Il 10 dicembre il medico di base lo ha chiamato, rimproverandolo per la discussione avuta con la sua segretaria, e gli ha comunicato che il 17 dicembre si sarebbe potuto sottoporre a un nuovo tampone all’ospedale di Dolo (Venezia) ordinandogli due antibiotici, cortisone e iniezioni di Eparina. I sintomi, però, si sono fatti sempre più gravi. L’11 dicembre il paziente ha quindi effettuato nuova telefonata al suo medico che gli ha risposto assicurandogli che avrebbe inviato una mail all’Usca, Unità Speciale per la Continuità Assistenziale, per una visita a domicilio. Per tre giorni non è arrivato nessuno, mentre la febbre è salita a 40 grafi. La guardia medica, contattata la domenica, ha raccomandato di assumere Tachipirina “a manetta”. Diciassette le telefonate effettuate dall’uomo il lunedì al medico di base, all’ultima la segreteria ha risposto dicendo che il dottore era impegnato. Nel pomeriggio il professionista ha richiamato dicendo che se ne sarebbe occupato l’Usca. Due giorni dopo, la moglie ha chiamato direttamente il 118, il marito è stato trasportato al Pronto Soccorso dell’ospedale di Camposampiero dove è entrato con la diagnosi “paziente Covid positivo da dieci giorni” rimanendo più di un giorno per poi essere trasferito d’urgenza al monoblocco dell’ospedale di Padova e quindi nella Terapia Intensiva del Sant’Antonio, dove stato ricoverato per una settimana.

La denuncia

La saturazione dell’ossigeno era crollata al 20 per cento, ma il fisico ha reagito: il 5 gennaio 2021 è stato dimesso.

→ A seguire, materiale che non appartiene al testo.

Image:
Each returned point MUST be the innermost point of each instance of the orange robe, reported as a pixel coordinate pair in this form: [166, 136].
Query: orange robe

Il giorno dopo ha ricevuto una chiamata dall’Usca di Noale (Venezia): sarebbero stati a casa sua per la visita domiciliare. La richiesta via mail del suo medico di base è stata dunque evasa in 25 giorni, quando tutto era finito. Qualche giorno dopo, l’uomo si è presentato allo Studio3A per avviare le pratiche che hanno portato alla denuncia.